En dépit du risque juridique, le gouvernement avait donné son feu vert à Octavie Modert pour déposer le projet de loi à la Chambre des députés. Reste une autre incertitude: celle du sort des 15 personnes actuellement sous contrat Legitech. Le basculement de Legilux vers le Resa et la mort du Mémorial C s’apparenteront-ils à un transfert d’activité de Legitech vers le Registre de commerce et des sociétés? Auquel cas, ce dernier aura l’obligation de reprise du personnel de l’ancien prestataire.
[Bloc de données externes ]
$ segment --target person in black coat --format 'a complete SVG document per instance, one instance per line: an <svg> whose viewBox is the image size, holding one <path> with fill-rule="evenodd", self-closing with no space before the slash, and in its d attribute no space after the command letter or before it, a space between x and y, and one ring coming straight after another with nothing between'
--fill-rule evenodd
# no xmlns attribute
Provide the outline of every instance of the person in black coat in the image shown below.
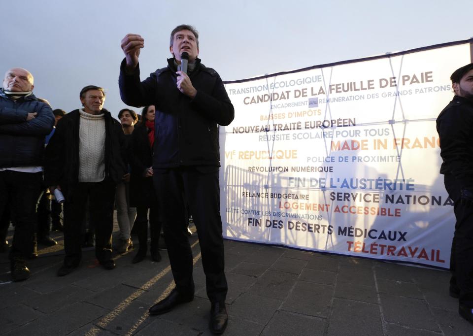
<svg viewBox="0 0 473 336"><path fill-rule="evenodd" d="M148 242L148 210L151 244L151 259L159 262L161 256L158 241L161 231L156 194L153 186L153 147L154 143L154 105L145 106L141 122L132 134L130 164L130 205L136 208L135 231L138 234L139 247L133 263L139 263L146 255Z"/></svg>

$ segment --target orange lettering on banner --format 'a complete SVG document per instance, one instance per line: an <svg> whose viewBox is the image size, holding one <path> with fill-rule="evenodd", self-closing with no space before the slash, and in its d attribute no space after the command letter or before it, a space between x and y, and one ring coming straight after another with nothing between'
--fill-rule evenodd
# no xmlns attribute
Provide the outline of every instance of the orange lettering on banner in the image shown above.
<svg viewBox="0 0 473 336"><path fill-rule="evenodd" d="M440 147L440 138L438 136L424 136L419 138L416 137L413 140L406 137L394 138L393 139L393 149L397 147L406 149L415 148L435 148Z"/></svg>
<svg viewBox="0 0 473 336"><path fill-rule="evenodd" d="M407 249L409 251L409 254L408 254L405 246L400 247L393 245L384 245L375 242L368 244L362 241L349 240L347 240L346 243L348 244L348 252L381 256L410 257L413 259L424 259L428 261L445 263L445 260L440 259L440 250L431 249L430 256L429 256L425 248L419 249L417 247L412 248L411 246L407 246ZM417 252L419 251L418 254Z"/></svg>

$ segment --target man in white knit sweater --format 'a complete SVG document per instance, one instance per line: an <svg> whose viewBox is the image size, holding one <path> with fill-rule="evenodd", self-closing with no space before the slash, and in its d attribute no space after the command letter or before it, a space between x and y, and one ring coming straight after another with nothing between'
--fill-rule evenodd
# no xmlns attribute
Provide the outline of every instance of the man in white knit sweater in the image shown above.
<svg viewBox="0 0 473 336"><path fill-rule="evenodd" d="M81 257L81 225L89 200L90 225L96 230L96 256L106 269L115 267L111 258L115 186L125 173L121 125L102 108L102 88L86 86L80 92L83 107L65 116L46 148L45 180L66 198L64 264L58 272L66 275Z"/></svg>

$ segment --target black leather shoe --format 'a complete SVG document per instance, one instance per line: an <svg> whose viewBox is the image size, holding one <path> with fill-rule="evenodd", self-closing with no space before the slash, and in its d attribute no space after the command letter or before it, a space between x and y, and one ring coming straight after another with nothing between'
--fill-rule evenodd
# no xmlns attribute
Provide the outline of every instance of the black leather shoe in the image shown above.
<svg viewBox="0 0 473 336"><path fill-rule="evenodd" d="M14 258L10 263L11 279L14 281L22 281L30 277L31 272L26 266L26 261L23 259Z"/></svg>
<svg viewBox="0 0 473 336"><path fill-rule="evenodd" d="M458 306L458 312L460 316L473 324L473 308L460 304Z"/></svg>
<svg viewBox="0 0 473 336"><path fill-rule="evenodd" d="M138 253L136 253L136 255L133 257L133 260L132 260L132 263L133 264L137 264L138 263L140 263L143 261L143 259L144 259L144 257L146 255L146 250L142 250L141 249L138 249Z"/></svg>
<svg viewBox="0 0 473 336"><path fill-rule="evenodd" d="M222 334L227 328L228 314L225 302L214 302L210 308L210 331L213 334Z"/></svg>
<svg viewBox="0 0 473 336"><path fill-rule="evenodd" d="M57 224L53 223L51 226L51 230L53 231L61 231L62 232L64 231L64 227L63 226L63 225L60 223Z"/></svg>
<svg viewBox="0 0 473 336"><path fill-rule="evenodd" d="M171 291L166 298L149 308L150 315L159 315L172 310L178 304L190 302L194 296L184 296L179 293L175 288Z"/></svg>
<svg viewBox="0 0 473 336"><path fill-rule="evenodd" d="M161 255L157 248L151 249L151 259L153 261L160 262L161 261Z"/></svg>
<svg viewBox="0 0 473 336"><path fill-rule="evenodd" d="M58 242L49 235L46 235L38 238L38 243L42 244L47 246L54 246L55 245L57 245Z"/></svg>
<svg viewBox="0 0 473 336"><path fill-rule="evenodd" d="M117 267L113 259L101 261L100 262L100 265L105 269L113 269Z"/></svg>

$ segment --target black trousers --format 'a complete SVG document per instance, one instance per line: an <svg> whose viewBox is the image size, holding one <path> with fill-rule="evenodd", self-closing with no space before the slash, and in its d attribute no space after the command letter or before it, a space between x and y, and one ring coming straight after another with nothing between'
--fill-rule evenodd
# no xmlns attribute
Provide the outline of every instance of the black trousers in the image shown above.
<svg viewBox="0 0 473 336"><path fill-rule="evenodd" d="M115 185L103 181L79 183L64 202L64 263L78 263L82 257L82 227L88 199L89 221L96 229L95 255L99 262L112 256L113 202Z"/></svg>
<svg viewBox="0 0 473 336"><path fill-rule="evenodd" d="M473 308L473 206L460 202L461 186L453 175L445 175L444 183L454 202L456 219L450 261L450 286L460 289L461 304Z"/></svg>
<svg viewBox="0 0 473 336"><path fill-rule="evenodd" d="M10 206L10 218L15 223L10 259L26 259L31 254L33 233L37 222L36 203L42 179L40 171L0 171L0 213Z"/></svg>
<svg viewBox="0 0 473 336"><path fill-rule="evenodd" d="M211 302L216 302L225 301L228 285L224 272L218 168L210 168L210 172L195 167L155 169L153 181L176 289L184 295L194 295L187 204L197 228L207 296Z"/></svg>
À moins d’un compromis avec le nouveau gouvernement, cela promet de belles batailles judiciaires.

Recherche

Blocage sur les mots-clés

Le Mémorial C est consultable en ligne sur le site de legilux.lu (à partir de l’année 1996) mais il n’est pas soumis à indexation, à l’exception du sommaire. Ce qui empêche les recherches par mot-clé ou par nom, par exemple. Il n’y a pas d’explication logique à ces restrictions, sinon probablement d’ordre politique. On se souvient que le ministre sortant Luc Frieden avait clairement indiqué en 2002, lors du lancement commercial du Registre de commerce et des sociétés,les raisons «philosophiques» derrièrele verrouillage de la consultation par nom des administrateurs: pas question d’en faire un outil au service des journalistes fouineurs…

La Commission nationale pour la protection des données a pourtant autorisé l’indexation «intégrale, textes et tables» des Mémorial B et C à partir de 2009, ce qui devrait permettre, en principe, la recherche par mot-clé. Toutefois, cette consultation n’est pas disponible au grand public. «Les contraintes infrastructurelles liées à l’hébergement du portail ‘Legilux’ par le Centre des technologies de l’information de l’État (CTIE) n’ont pas encore permis de faire bénéficier, en ligne, l’usager des avantages d’une telle indexation», indique le rapport annuel 2012 du Service central de la législation.

En attendant que le CTIE fasse ses procédures de mise à jour, les moteurs de recherche sur internet de type Google «seront bloqués quant à leur accès direct à des données personnelles». V. P.